La fête bat son plein, les douze coups de minuit vont bientôt sonner. Nous allons passer en 2007.
2006 n’a pas été une bonne année, j’espère que les choses vont s’arranger en 2007.
On frappe à la porte, tout au moins c’est qu’il m’a semblé mais je suis apparemment le seul à avoir entendu.
Un petit bonhomme assez étrange m’attend sur le seuil. Il semble assez gêné de me déranger à quelques minutes de la nouvelle année.
Je suis coincé !
Pardon ?
Je suis coincé dans votre temps…
Un cinglé, un original, un comique… A qui donc ai-je à faire ?
Vous ne me reconnaissez pas ? Evidemment je vous ai renvoyé en effaçant tout souvenir, vu la catastrophe de votre premier retour en arrière.
Je ne sais pas quoi faire avec cet individu, je reste sans voix. Il n’a pas l’air méchant mais a tout du cinglé. Il récite une phrase compliquée, incompréhensible.
Mais qu’est-ce que vous faites là, le temps n’est plus arrêté.
Vous avez retrouvé la mémoire ! J’essaye de vous expliquer que je suis coincé dans votre temps.

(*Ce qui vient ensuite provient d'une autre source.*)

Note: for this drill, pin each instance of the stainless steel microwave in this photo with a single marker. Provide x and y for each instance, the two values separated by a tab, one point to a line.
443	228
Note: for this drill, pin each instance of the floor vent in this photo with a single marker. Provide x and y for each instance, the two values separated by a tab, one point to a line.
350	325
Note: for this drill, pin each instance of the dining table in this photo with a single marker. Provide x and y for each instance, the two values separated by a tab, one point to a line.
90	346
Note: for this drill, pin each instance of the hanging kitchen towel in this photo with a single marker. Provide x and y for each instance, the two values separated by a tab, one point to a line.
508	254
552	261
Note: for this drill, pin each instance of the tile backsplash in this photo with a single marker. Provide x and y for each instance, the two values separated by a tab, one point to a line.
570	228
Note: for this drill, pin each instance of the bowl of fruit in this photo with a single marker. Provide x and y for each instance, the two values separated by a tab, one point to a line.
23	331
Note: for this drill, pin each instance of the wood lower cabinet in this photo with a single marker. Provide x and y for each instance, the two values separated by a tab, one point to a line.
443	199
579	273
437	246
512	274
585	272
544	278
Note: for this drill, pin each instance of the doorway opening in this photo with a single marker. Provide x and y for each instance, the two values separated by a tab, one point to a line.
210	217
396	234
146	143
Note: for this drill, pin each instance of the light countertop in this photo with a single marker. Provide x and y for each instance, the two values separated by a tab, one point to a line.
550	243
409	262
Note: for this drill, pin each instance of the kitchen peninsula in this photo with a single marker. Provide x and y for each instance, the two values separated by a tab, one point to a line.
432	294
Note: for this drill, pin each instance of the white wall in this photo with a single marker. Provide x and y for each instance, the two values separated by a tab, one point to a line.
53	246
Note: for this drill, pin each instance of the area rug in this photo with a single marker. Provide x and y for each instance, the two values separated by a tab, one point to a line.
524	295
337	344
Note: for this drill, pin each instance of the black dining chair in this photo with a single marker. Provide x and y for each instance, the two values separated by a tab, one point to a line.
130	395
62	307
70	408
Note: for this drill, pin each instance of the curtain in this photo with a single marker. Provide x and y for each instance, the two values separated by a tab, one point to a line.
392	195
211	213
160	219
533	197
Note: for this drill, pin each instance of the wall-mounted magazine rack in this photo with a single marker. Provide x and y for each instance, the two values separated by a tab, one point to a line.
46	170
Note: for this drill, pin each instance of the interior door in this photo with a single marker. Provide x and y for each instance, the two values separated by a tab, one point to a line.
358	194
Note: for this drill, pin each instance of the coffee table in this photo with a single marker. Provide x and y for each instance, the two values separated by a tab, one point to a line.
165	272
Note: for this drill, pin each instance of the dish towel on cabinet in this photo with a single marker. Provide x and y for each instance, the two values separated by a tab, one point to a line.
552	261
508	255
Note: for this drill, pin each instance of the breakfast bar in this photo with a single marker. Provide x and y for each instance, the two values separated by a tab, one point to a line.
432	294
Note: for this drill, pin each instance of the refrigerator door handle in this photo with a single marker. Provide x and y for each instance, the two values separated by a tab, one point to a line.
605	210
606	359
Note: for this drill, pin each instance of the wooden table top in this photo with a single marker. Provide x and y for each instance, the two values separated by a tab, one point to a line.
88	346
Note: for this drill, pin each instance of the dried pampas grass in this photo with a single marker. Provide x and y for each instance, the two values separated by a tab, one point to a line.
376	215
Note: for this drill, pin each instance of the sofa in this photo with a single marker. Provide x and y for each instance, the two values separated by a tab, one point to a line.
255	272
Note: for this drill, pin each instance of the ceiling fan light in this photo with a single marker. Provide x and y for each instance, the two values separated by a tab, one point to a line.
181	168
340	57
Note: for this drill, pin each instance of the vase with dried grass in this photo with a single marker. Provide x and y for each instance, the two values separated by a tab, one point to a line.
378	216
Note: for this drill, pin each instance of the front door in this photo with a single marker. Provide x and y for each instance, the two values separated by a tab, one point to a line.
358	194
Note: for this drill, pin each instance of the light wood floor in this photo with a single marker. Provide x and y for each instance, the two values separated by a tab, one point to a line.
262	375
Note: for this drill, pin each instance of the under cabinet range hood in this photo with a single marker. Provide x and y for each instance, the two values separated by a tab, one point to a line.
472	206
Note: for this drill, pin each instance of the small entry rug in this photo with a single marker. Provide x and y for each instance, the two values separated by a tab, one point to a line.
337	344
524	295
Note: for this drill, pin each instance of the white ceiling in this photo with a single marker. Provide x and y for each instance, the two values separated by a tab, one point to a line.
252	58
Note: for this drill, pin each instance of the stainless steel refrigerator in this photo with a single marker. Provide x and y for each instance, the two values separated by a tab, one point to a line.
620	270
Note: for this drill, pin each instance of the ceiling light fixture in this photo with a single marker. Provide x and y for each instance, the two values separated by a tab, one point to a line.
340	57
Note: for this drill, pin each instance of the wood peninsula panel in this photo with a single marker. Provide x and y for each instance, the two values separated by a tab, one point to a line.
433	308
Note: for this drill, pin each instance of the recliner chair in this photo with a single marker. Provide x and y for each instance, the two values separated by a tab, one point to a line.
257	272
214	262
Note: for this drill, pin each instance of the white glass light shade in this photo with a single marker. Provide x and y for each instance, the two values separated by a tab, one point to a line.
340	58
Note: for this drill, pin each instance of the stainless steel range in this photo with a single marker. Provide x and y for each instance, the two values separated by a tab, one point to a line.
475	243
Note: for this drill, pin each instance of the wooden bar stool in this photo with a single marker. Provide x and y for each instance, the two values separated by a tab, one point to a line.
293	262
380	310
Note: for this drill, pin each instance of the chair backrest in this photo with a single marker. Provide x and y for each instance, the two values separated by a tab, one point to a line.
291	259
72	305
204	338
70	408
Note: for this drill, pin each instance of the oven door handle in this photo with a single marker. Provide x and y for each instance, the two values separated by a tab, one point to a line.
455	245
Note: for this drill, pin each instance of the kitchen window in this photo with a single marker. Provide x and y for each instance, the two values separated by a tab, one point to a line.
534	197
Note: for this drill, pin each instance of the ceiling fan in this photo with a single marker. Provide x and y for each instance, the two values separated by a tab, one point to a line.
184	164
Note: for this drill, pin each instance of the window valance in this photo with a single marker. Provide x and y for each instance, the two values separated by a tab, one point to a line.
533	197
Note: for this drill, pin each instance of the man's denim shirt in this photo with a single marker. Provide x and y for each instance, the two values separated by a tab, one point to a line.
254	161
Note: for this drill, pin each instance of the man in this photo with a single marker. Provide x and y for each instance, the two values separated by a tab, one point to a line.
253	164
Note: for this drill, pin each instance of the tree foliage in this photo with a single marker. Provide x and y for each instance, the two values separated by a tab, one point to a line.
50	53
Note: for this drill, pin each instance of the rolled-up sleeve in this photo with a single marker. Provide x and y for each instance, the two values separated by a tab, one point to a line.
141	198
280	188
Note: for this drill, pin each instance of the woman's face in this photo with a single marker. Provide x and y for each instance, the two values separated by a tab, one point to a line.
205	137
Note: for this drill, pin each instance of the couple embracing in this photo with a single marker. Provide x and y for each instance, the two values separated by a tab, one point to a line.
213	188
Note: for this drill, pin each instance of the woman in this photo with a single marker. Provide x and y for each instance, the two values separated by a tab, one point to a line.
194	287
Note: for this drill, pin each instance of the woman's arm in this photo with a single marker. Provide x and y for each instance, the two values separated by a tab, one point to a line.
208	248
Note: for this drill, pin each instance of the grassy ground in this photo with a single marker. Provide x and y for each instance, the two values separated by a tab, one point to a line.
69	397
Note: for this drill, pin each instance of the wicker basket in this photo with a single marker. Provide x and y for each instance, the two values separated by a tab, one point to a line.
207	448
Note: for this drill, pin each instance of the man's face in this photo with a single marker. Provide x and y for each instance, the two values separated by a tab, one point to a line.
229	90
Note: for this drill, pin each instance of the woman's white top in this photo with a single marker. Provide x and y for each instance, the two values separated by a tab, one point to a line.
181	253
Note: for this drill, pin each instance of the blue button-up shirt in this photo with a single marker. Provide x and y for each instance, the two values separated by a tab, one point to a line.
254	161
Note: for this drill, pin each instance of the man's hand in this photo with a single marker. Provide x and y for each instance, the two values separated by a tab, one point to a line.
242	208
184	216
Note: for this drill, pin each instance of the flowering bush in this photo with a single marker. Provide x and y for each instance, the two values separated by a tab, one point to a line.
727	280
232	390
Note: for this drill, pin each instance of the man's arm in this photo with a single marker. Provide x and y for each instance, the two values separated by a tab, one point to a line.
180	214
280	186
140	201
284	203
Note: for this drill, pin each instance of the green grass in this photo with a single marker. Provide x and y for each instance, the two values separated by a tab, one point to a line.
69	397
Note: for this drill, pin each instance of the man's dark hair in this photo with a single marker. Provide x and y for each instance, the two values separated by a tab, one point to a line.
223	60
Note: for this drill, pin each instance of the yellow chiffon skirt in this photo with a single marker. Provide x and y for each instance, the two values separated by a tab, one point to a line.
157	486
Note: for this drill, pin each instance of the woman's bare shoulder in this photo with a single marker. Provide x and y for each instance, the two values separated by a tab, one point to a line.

Dans la salle à manger, les convives ont commencé le compte à rebours, nous allons changer d’année.
Déjà !!! Retournez avec votre famille, oubliez tout. Vous ne me connaissez pas, vous ne m’avez jamais vu.
Je suis seul sur le pas de la porte, et je me demande ce que j’y fais… Oublier ! Ca résonne dans ma tête à m’en faire mal, sur fond de musique et du bruit de la fête. Qu’ai-je donc oublié ? j e me concentre sur l’instant, quelque chose m’échappe et ce bruit qui m’empêche de réfléchir !
Tout à coup le silence. Je retourne dans la salle à manger, curieux d’en connaitre la cause. Arrêt sur image ! Jai du manquer quelque chose, tout le monde est figé, le temps semble s’être arrêté.
Un toussotement, je me retourne, un drôle de petit bonhomme se tient devant moi.